Pursuant to the requirements of the Securities Act of 1933, this registration statement has been signed by the following persons in the capacities indicated below on November 18, 2016.

 

Signature

     

Title

/s/    Ralph L. Schlosstein        

Ralph L. Schlosstein

   

Chief Executive Officer

(Principal Executive Officer) and Director

/s/    Roger C. Altman        

Roger C. Altman

    Chairman

/s/    Richard I. Beattie        

Richard I. Beattie

    Director

/s/    Francois De St. Phalle        

Francois De St.

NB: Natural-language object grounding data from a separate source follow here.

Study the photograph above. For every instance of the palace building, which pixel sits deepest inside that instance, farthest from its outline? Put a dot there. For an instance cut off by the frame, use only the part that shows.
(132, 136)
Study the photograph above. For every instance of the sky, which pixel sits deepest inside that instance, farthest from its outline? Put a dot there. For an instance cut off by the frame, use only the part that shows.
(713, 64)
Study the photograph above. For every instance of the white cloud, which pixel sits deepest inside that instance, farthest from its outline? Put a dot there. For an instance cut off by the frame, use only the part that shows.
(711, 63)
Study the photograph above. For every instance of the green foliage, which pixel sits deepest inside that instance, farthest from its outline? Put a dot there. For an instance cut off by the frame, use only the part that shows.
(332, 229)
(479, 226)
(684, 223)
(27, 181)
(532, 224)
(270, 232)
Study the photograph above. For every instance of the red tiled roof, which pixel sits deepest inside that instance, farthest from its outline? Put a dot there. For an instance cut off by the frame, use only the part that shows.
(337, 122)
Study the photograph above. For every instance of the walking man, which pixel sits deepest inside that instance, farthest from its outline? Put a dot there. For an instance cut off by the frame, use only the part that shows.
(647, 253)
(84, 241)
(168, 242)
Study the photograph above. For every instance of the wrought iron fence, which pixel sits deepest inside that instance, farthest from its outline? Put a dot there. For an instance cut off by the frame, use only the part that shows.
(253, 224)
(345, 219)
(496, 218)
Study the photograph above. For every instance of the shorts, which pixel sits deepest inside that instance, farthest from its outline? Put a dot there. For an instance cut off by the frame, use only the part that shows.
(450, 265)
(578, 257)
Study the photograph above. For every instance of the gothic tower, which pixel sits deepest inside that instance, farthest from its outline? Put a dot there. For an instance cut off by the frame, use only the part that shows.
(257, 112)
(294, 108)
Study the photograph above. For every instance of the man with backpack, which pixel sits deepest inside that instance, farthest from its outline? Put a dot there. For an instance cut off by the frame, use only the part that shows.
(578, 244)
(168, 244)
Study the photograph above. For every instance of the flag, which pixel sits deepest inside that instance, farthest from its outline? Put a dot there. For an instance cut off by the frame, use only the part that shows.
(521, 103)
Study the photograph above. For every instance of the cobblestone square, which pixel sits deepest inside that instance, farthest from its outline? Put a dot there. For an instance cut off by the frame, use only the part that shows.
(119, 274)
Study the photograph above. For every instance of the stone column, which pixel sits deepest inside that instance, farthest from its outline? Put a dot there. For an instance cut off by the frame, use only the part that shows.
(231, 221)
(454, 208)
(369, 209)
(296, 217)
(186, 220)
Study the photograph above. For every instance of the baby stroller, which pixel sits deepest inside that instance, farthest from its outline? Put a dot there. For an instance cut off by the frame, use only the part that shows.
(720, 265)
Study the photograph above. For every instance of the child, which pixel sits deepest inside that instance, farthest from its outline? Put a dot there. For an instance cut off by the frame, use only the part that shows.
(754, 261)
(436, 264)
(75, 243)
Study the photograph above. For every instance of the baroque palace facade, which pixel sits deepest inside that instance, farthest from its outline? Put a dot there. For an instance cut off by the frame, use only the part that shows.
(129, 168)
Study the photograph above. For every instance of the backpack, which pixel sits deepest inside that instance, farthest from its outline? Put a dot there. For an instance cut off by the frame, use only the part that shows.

Phalle

    Director

/s/    Gail Block Harris        

Gail Block Harris

    Director

/s/    Curt Hessler        

Curt Hessler

    Director

/s/    Robert B. Millard        

Robert B. Millard

    Director

/s/    Willard J. Overlock, Jr.        

Willard J. Overlock, Jr.

    Director

/s/    William J. Wheeler        

William J. Wheeler

    Director

/s/    Robert B. Walsh        

Robert B. Walsh

   

Chief Financial Officer

(Principal Financial Officer)

/s/    Paul Pensa        

Paul Pensa

   

Controller

(Principal Accounting Officer)


EXHIBIT INDEX

 

Exhibit
Number

  

Description of Document

  4.1    Amended and Restated Certificate of Incorporation of the Registrant(1)
  4.2    Amended and Restated By-laws of the Registrant(2)
  4.3    Restricted Stock Unit Award Agreement, dated as of November 15, 2016, between the Registrant and
John S. Weinberg(3)
  4.4    Incentive Subscription Agreement, dated as of November 15, 2016, by and among the Registrant, Evercore LP and John S. Weinberg(4)
  5.1*    Opinion of Simpson Thacher & Bartlett LLP
23.1*    Consent of Deloitte & Touche LLP
23.2*    Consent of Simpson Thacher & Bartlett LLP (included as part of Exhibit 5.1)
24.1*    Power of Attorney (included in the signature pages to this Registration Statement)

 

* Filed herewith.
(1) Incorporated by reference to Exhibit 3.1 of the Registrant’s Registration Statement on Form S-1 (Commission File No. 333-134087), filed May 12, 2006, as amended.
(2) Incorporated by reference to Exhibit 3(ii) of the Registrant’s Current Report on Form 8-K (Commission File No. 001-32975), filed February 6, 2009.
(3) Incorporated by reference to Exhibit 10.4 to the Registrant’s Current Report on Form 8-K (Commission File No. 001-32975), filed November 18, 2016.
(4) Incorporated by reference to Exhibit 10.3 to the Registrant’s Current Report on Form 8-K (Commission File No. 001-32975), filed November 18, 2016.